CF 1043A - Elections
Each student in the school is forced to distribute a fixed number of votes, denoted by $k$, between two candidates. For every student, we are given how many votes they intend to give to Elodreip.
Rating: 800
Tags: implementation, math
Solve time: 3m 25s
Verified: yes
Solution
Problem Understanding
Each student in the school is forced to distribute a fixed number of votes, denoted by $k$, between two candidates. For every student, we are given how many votes they intend to give to Elodreip. If a student gives $a_i$ votes to Elodreip, then the remaining $k - a_i$ votes automatically go to Awruk.
So once we fix $k$, the election outcome is fully determined: Elodreip receives the sum of all $a_i$, while Awruk receives the sum of all $k - a_i$, which simplifies to $n \cdot k - \sum a_i$.

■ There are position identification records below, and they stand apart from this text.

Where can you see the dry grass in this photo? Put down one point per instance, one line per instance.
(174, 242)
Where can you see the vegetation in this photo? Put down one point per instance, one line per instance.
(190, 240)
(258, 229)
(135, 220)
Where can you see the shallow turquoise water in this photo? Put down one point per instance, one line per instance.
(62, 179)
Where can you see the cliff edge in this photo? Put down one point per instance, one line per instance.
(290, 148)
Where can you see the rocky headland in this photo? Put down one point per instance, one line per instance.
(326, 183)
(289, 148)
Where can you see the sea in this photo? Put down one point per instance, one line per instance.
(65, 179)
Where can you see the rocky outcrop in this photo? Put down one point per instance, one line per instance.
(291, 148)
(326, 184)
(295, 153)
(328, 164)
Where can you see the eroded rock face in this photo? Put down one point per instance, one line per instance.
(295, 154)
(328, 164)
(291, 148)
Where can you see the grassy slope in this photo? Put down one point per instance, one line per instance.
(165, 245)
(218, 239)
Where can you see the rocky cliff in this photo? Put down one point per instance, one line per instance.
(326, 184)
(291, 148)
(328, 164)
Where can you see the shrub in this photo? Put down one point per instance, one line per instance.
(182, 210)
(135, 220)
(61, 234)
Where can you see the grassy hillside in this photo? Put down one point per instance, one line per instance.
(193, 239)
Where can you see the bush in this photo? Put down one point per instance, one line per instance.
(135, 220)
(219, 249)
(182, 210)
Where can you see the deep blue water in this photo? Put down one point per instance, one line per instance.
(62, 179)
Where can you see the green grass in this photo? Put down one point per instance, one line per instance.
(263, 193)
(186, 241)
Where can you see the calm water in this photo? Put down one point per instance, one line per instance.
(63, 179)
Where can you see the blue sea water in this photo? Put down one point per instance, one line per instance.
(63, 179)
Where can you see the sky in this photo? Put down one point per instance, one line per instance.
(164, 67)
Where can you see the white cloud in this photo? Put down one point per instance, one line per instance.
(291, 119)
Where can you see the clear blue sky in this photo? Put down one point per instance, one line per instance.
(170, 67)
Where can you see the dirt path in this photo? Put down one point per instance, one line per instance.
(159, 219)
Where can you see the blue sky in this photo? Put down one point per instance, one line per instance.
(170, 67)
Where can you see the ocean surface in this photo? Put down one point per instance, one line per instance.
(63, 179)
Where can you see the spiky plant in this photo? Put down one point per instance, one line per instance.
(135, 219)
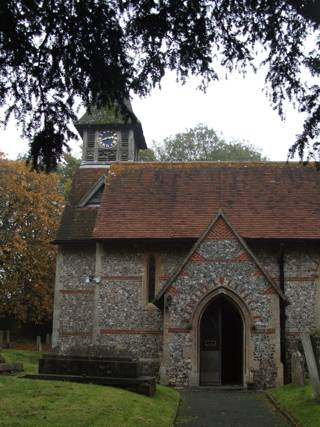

The task is to choose the smallest integer $k$, with the constraint $k \ge \max(a_i)$, such that Awruk’s total votes are strictly greater than Elodreip’s total votes.
The constraints are very small: $n \le 100$ and $a_i \le 100$. This immediately implies that any solution up to $O(n^2)$ or even naive search over $k$ would be fast enough. However, since the structure is linear, we expect a direct mathematical condition to be enough.
A subtle point is that the comparison is strict. If both candidates end up with the same number of votes, that is still a loss for Awruk. Another edge case is when all $a_i$ are equal and already close to the upper bound, forcing $k$ to be at least that value and possibly strictly larger.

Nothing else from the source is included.